It's our job to keep our pets healthy and safe. Dogs get sick just like people and some of the most common pet illnesses are similar to those affecting humans. Dogs are susceptible to influenza, allergies, ear infections, and complications from obesity just like their human owners. Complications from these illnesses plague dogs much the same as humans.
Here are just a few of the common ailments:
The "Dog Flu" is one of the common dog illnesses. Much like its human complement, it is characterized by sneezing, runny nose, cough, and mild fever. It can be passed from dog to dog during a seven to ten day period of contagiousness. It is an airborne virus and generally runs its course without medical treatment.
Allergies are common in canines with an estimated one of seven dogs suffering from this common dog illness.
Dog allergies are characterized by irritated, itchy skin. Indications include excessive licking of paws and belly, as well as rubbing of the face and ears. Common dog allergens are pollen, grass and mold. Dogs can also be allergic to insect bites as well as food and drugs. Hives are symptomatic of dog allergies, appearing as red raised bumps on the skin much the same as they do in humans. This may be easily confused with many dog illnesses.
Many dogs suffer from the common dog illness of ear infections resulting from wax buildup or ear mites. Ear infections can be bacterial or fungal as well as allergy related. Dogs most prone to this common dog illness are those with hair on the underside of the ear flaps. Head shaking, rubbing of the ears, or a bad smell are strong indicators that a dog may be suffering from an ear infection.

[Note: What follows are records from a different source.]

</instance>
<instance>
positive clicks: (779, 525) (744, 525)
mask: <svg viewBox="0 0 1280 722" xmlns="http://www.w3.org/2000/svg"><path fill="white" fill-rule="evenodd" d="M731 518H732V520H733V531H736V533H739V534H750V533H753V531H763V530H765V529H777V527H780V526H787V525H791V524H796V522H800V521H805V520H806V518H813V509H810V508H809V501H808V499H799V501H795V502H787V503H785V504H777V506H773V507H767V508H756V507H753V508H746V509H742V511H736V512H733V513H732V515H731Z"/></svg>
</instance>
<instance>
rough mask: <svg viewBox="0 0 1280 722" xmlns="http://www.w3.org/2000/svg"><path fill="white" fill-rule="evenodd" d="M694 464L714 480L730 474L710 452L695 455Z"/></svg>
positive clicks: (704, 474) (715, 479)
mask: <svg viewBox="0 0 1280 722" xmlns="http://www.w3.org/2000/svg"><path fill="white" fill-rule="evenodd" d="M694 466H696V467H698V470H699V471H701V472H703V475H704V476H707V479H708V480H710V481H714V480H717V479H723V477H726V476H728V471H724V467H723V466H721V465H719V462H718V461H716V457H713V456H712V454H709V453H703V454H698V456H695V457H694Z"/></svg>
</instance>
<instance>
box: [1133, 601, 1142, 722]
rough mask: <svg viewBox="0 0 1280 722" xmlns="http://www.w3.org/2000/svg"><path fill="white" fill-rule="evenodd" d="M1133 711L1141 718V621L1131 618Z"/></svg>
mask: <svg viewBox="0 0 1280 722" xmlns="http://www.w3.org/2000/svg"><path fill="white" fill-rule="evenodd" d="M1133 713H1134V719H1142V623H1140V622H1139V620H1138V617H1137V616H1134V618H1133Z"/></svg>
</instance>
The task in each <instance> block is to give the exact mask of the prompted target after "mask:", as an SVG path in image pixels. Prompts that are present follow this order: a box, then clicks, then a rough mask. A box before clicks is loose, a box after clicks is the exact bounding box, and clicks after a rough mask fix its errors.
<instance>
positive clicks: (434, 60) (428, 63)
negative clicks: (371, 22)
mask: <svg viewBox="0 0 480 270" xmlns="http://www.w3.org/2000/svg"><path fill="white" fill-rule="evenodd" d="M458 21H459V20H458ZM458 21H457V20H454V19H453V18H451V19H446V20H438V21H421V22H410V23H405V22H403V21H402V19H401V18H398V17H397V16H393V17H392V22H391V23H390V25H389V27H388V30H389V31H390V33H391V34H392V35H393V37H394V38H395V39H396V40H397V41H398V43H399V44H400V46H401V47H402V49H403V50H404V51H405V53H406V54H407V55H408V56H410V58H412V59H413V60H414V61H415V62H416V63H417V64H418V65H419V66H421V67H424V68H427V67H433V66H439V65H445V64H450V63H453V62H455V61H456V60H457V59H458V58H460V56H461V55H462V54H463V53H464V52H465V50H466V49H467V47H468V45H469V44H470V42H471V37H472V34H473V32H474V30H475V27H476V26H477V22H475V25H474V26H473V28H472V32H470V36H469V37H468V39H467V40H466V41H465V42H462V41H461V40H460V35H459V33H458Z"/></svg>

One in five dogs suffers from arthritis. This can occur as a genetic condition or can be caused by injury and disease. Hip dysphasia is the most frequent form of this type of dog illnesses happening most often in larger breeds.
Kennel Cough is an airborne virus or bacteria. This common dog illness causes an irritation of the canine’s trachea resulting in a distinctive cough that sounds like the animal is attempting to clear its throat. Easily passed along when dogs are in large groups, it generally lasts 7 to ten days.
Although dogs do not have heart attacks, about one in ten experiences the dog condition of congenital heart disease. This dog illness is a weakening of the dog’s heart. As the heart muscle slowly fails, not enough blood is circulated through the dogs system requiring the heart to beat faster. This dog disease is not curable. Treatments do exist, but generally other organs are compromised as the heart weakens.
The most common of the dog illness is an ailment shared by the human population; obesity. An estimated 40 percent of canines suffer from this illness. Its effects in dogs are much the same as in humans, frequently resulting in diabetes, high blood pressure and arthritis.
Diabetes is pretty common ailment for dogs. The average age of onset is 6 to 9 years. Diabetes is a result of inadequate production of insulin by the islet cells in the pancreas. There may be a genetic predisposition for this in some dogs. The signs of early diabetes are frequent urination, drinking lots of water, a large appetite, and unexplained loss of weight. Dietary control and daily injections of insulin can regulate most diabetic dogs, allowing them to lead active, healthy lives.
If your pet has an underlying condition such as diabetes, they are at risk for eye diseases such as cataracts. Treating the underlying condition may lessen the chances that cataracts will develop.
Vision loss due to cataracts can often be restored through surgery. A veterinary ophthalmologist will surgically remove the lens, replacing it with a plastic or acrylic lens. Cataract surgery generally has a good success rate, but your veterinarian will need to determine whether your dog is a good surgical candidate. The procedure also requires extensive postoperative care.
Dog diseases should be carefully diagnosed by a veterinarian, and then treated with medications manufactured for the particular condition or with surgery if necessary. Always consult with your veterinarian if your pet displays any abnormal signs.